Kompromissfähig, herzlich, pragmatisch: Der Essener Bischof fordert trotz Schwierigkeiten und sozialer Ungleichkeit mehr Blick auf die Potenziale des Ruhrgebiets. Warum er in der Region Vorbildcharakter für Europa sieht.
Der katholische Bischof von Essen, Franz-Josef Overbeck, sieht im Zusammenleben im Ruhrgebiet angesichts der vielen Herausforderungen ein wichtiges Zeichen für Deutschland und Europa. “Die meisten Menschen lernen hier, dass Kompromisse zum Leben dazugehören und es fast nie die eine, einfache Lösung für alle gibt”, sagte Overbeck in einem am Freitag verbreiteten Interview der Katholischen Nachrichten-Agentur (KNA). “Diese Haltung, verbunden mit einem robusten Pragmatismus und einer ehrlichen Herzlichkeit, schätze ich im Ruhrgebiet wirklich sehr.”
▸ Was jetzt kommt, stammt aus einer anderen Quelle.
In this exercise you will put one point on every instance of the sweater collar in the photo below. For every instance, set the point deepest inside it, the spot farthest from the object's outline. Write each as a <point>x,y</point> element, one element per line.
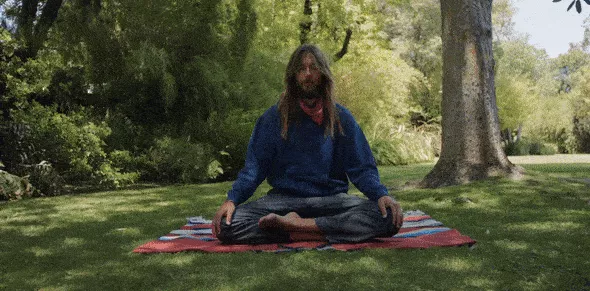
<point>316,112</point>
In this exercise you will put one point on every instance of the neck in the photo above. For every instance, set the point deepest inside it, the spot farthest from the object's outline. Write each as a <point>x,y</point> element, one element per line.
<point>309,102</point>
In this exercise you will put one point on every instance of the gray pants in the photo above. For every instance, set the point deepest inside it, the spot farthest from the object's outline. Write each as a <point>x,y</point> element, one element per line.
<point>342,218</point>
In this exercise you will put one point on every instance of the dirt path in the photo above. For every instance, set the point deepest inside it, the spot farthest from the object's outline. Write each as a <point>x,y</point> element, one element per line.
<point>554,159</point>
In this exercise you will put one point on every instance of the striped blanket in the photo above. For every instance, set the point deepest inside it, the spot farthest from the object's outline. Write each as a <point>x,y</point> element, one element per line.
<point>419,230</point>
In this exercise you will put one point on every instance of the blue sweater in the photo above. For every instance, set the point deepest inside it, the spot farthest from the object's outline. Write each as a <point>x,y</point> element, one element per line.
<point>308,163</point>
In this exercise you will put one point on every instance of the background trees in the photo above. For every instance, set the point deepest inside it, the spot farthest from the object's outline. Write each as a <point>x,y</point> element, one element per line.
<point>111,92</point>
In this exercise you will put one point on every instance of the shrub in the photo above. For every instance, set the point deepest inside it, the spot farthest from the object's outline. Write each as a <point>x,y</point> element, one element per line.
<point>581,132</point>
<point>179,160</point>
<point>45,178</point>
<point>519,148</point>
<point>229,136</point>
<point>55,148</point>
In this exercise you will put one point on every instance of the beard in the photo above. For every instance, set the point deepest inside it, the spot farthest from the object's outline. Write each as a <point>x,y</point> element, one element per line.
<point>309,94</point>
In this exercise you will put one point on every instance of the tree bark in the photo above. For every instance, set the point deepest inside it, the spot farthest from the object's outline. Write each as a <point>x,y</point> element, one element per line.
<point>344,49</point>
<point>471,139</point>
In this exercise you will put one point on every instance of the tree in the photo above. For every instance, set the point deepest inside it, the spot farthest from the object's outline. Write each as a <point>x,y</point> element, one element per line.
<point>471,148</point>
<point>578,4</point>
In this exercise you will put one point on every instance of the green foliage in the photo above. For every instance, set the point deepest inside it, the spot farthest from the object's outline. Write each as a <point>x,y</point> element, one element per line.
<point>403,148</point>
<point>46,179</point>
<point>179,160</point>
<point>582,133</point>
<point>524,147</point>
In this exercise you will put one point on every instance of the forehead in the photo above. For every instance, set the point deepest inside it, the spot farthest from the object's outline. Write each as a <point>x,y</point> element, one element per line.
<point>308,59</point>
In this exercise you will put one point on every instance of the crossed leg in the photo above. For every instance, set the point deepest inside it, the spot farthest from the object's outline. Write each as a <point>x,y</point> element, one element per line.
<point>283,218</point>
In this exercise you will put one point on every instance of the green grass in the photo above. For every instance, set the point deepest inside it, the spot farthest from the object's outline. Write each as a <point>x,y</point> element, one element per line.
<point>532,234</point>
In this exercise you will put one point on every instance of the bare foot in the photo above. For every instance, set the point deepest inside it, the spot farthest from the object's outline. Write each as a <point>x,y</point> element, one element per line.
<point>275,221</point>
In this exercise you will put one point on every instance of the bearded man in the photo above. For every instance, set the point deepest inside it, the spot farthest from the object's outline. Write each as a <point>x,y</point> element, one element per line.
<point>307,147</point>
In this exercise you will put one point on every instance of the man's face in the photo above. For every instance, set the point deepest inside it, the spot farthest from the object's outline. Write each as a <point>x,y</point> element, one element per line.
<point>309,76</point>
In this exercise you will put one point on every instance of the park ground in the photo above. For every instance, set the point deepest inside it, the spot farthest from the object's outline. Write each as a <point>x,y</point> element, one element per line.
<point>532,234</point>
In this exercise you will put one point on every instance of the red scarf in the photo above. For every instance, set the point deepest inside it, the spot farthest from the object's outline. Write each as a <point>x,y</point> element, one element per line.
<point>316,112</point>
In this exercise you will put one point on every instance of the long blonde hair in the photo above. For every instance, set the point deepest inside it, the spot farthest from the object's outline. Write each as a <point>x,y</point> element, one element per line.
<point>288,102</point>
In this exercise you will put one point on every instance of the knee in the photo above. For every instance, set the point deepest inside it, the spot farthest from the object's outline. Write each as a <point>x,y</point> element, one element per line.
<point>226,234</point>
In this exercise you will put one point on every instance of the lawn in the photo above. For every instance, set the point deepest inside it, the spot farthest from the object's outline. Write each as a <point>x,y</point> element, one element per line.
<point>533,234</point>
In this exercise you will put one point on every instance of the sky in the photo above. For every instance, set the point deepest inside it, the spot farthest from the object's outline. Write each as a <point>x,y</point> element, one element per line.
<point>549,25</point>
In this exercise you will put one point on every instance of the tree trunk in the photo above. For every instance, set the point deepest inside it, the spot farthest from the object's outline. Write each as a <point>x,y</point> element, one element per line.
<point>471,138</point>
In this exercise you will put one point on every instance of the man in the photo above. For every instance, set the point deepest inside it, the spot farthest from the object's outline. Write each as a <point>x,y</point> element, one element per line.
<point>307,147</point>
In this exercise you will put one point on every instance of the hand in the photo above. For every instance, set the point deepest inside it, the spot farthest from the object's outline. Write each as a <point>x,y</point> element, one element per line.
<point>227,209</point>
<point>388,202</point>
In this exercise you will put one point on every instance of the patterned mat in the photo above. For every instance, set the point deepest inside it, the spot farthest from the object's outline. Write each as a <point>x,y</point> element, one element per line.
<point>419,230</point>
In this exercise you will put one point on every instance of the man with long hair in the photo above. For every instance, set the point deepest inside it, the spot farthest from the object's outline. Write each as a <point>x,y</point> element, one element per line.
<point>307,147</point>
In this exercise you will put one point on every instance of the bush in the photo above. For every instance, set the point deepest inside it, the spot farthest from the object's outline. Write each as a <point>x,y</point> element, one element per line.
<point>229,136</point>
<point>45,178</point>
<point>582,133</point>
<point>179,160</point>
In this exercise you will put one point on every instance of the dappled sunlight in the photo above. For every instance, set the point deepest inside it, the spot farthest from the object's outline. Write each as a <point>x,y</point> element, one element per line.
<point>40,252</point>
<point>73,242</point>
<point>546,226</point>
<point>455,264</point>
<point>530,236</point>
<point>512,245</point>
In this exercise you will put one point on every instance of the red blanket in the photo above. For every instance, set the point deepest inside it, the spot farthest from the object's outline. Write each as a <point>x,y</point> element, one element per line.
<point>418,231</point>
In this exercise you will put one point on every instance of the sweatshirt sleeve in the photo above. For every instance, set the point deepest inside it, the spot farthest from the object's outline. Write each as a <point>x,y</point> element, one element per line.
<point>361,168</point>
<point>258,156</point>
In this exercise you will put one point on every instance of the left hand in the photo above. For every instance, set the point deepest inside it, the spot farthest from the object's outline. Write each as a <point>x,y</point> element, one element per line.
<point>388,202</point>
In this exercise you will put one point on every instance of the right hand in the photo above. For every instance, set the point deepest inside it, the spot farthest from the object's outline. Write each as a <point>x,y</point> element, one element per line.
<point>227,209</point>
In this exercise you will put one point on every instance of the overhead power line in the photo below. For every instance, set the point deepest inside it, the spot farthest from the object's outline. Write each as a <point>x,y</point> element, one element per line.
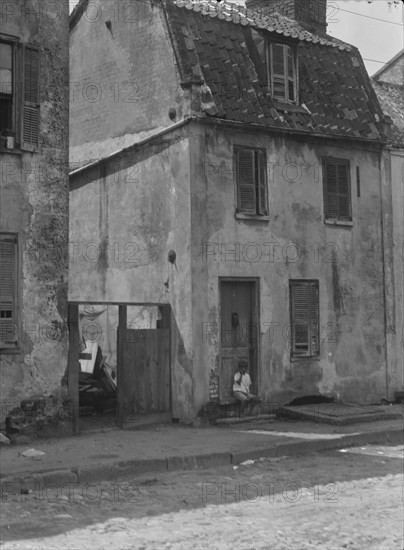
<point>374,60</point>
<point>370,17</point>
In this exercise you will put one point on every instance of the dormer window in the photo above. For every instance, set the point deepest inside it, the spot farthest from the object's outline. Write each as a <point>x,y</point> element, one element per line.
<point>282,72</point>
<point>276,65</point>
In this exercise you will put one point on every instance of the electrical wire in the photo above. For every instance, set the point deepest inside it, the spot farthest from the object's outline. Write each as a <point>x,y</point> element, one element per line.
<point>370,17</point>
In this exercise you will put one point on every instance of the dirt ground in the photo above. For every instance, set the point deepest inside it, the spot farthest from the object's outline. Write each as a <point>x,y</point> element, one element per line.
<point>324,500</point>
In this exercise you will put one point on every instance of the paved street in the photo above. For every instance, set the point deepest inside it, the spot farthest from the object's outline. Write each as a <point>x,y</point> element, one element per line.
<point>325,500</point>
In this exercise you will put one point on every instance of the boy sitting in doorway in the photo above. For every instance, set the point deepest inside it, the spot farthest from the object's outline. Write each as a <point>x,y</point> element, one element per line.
<point>241,388</point>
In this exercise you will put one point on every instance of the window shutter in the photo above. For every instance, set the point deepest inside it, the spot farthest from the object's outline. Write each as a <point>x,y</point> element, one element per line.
<point>7,292</point>
<point>262,184</point>
<point>30,115</point>
<point>291,75</point>
<point>278,71</point>
<point>331,190</point>
<point>337,193</point>
<point>344,199</point>
<point>246,181</point>
<point>305,317</point>
<point>300,318</point>
<point>314,321</point>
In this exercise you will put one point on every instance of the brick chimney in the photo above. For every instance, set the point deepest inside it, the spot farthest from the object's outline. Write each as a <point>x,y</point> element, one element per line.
<point>311,13</point>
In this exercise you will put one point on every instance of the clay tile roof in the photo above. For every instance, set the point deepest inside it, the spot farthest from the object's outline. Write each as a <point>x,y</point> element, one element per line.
<point>333,83</point>
<point>391,97</point>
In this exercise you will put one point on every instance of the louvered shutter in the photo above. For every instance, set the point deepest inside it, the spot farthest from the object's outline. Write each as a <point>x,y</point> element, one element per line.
<point>314,318</point>
<point>331,190</point>
<point>291,75</point>
<point>278,71</point>
<point>262,184</point>
<point>300,318</point>
<point>337,191</point>
<point>30,114</point>
<point>344,198</point>
<point>7,292</point>
<point>245,163</point>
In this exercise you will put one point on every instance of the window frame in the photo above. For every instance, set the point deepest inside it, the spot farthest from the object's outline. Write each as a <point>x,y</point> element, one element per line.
<point>313,348</point>
<point>260,210</point>
<point>11,346</point>
<point>271,74</point>
<point>340,217</point>
<point>21,106</point>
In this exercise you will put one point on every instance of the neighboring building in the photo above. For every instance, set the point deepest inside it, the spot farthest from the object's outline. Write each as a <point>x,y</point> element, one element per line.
<point>388,84</point>
<point>34,99</point>
<point>249,145</point>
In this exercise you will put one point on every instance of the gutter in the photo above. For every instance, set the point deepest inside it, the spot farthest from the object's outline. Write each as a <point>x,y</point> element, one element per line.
<point>134,145</point>
<point>292,132</point>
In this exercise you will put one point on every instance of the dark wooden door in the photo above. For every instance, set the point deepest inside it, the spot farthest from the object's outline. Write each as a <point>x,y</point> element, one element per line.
<point>239,331</point>
<point>146,372</point>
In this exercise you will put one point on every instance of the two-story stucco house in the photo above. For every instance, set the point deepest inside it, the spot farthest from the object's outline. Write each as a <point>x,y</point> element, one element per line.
<point>388,83</point>
<point>227,171</point>
<point>34,102</point>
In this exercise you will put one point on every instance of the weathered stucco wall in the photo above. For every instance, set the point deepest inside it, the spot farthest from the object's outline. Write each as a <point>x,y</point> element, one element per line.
<point>397,189</point>
<point>125,218</point>
<point>34,207</point>
<point>117,98</point>
<point>352,335</point>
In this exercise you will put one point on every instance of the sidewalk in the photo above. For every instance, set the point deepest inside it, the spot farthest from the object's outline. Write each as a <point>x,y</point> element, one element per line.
<point>113,453</point>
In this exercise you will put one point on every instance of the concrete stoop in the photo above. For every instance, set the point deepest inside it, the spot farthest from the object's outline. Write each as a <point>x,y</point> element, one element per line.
<point>118,470</point>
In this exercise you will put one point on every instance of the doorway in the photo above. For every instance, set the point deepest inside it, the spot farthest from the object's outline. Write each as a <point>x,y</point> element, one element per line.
<point>239,327</point>
<point>119,368</point>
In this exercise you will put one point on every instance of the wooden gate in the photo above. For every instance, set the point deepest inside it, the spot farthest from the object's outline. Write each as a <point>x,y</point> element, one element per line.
<point>146,384</point>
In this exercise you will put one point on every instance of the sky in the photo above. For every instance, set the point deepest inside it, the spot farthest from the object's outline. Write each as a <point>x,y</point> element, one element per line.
<point>378,39</point>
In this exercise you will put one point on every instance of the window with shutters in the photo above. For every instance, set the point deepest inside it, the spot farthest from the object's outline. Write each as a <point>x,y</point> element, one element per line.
<point>282,72</point>
<point>251,181</point>
<point>337,190</point>
<point>19,95</point>
<point>304,318</point>
<point>8,292</point>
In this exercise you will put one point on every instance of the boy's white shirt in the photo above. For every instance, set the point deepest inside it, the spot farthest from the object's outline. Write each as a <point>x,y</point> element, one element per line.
<point>244,386</point>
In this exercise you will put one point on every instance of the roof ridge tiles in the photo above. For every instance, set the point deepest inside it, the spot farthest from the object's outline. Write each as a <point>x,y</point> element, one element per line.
<point>240,15</point>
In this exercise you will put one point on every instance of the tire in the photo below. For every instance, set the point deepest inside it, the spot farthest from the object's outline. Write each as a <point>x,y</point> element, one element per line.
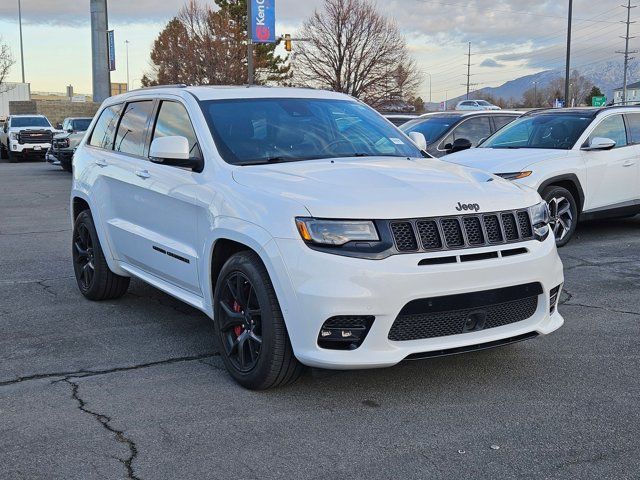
<point>564,213</point>
<point>242,289</point>
<point>95,280</point>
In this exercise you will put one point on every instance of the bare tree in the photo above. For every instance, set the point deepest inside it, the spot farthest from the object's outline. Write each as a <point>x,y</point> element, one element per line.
<point>6,62</point>
<point>353,49</point>
<point>202,46</point>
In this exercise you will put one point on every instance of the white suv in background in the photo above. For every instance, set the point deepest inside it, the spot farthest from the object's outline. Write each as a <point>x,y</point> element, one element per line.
<point>24,135</point>
<point>308,228</point>
<point>585,162</point>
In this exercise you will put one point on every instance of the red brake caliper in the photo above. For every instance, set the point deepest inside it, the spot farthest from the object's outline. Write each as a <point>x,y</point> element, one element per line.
<point>238,328</point>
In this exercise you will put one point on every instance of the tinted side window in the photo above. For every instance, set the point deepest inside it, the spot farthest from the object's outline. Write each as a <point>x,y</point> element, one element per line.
<point>474,130</point>
<point>502,121</point>
<point>105,129</point>
<point>131,132</point>
<point>173,120</point>
<point>633,124</point>
<point>613,128</point>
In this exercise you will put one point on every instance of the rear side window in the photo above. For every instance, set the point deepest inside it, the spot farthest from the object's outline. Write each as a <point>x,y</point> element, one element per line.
<point>133,126</point>
<point>612,128</point>
<point>105,129</point>
<point>633,125</point>
<point>501,121</point>
<point>173,120</point>
<point>474,130</point>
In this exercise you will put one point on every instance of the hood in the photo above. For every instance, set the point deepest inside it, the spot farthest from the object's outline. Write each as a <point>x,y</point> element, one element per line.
<point>384,188</point>
<point>503,160</point>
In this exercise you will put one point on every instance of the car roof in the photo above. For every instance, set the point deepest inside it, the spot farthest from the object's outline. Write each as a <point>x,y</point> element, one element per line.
<point>585,111</point>
<point>223,92</point>
<point>470,113</point>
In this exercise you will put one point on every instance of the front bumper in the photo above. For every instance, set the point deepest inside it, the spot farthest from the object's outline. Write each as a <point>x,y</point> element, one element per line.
<point>30,148</point>
<point>323,285</point>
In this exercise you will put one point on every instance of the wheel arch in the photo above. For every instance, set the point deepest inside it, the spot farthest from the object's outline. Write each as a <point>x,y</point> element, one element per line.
<point>569,181</point>
<point>235,236</point>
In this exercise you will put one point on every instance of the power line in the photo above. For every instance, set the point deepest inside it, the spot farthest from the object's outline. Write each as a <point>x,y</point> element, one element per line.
<point>626,50</point>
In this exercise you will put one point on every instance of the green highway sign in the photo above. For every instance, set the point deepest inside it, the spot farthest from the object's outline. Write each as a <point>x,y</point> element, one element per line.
<point>598,101</point>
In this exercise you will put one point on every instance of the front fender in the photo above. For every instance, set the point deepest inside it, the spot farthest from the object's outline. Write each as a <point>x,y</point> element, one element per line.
<point>259,240</point>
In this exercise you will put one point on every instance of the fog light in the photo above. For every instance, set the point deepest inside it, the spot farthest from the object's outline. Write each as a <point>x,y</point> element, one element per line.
<point>554,296</point>
<point>344,332</point>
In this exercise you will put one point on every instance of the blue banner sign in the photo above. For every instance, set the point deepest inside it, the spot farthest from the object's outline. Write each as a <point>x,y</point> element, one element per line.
<point>263,21</point>
<point>111,41</point>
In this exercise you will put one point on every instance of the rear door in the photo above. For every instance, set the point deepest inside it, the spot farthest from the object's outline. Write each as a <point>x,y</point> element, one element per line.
<point>612,175</point>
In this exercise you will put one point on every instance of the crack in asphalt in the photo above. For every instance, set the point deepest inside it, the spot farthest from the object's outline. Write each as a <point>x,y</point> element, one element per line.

Es gebe im Ruhrgebiet gleichzeitig in einigen Stadtteilen großen Reichtum und andererseits, zumindest für deutsche Verhältnisse, existenzielle Armut in anderen, so der Bischof. “Das Ruhrgebiet weist eine weit überdurchschnittliche Armutsquote von etwa 21 Prozent auf.” Außerdem sei das Ruhrgebiet immer wesentlich durch Migration geprägt worden.
Schwierigkeiten in der Region seien real, sagte Overbeck. Aber die Region mit fast fünf Millionen Menschen, von denen die allermeisten friedlich und solidarisch zusammenlebten müsse vor allem auch mit ihren Potenzialen wahrgenommen werden. “Selbstverständlich gelingt das Zusammenleben angesichts der alltäglichen Probleme, die Leben in Ballungszentren mit sich bringt, nicht immer reibungslos.”
Der aus Marl stammende Overbeck ist seit 2009 Bischof von Essen. Das Bistum Essen liegt zwischen Rhein und Lenne und umfasst große Teile des Ruhrgebiets, zum Beispiel Städte wie Gelsenkirchen, Bochum und Oberhausen. Die Diözese wird umgangssprachlich Ruhrbistum genannt.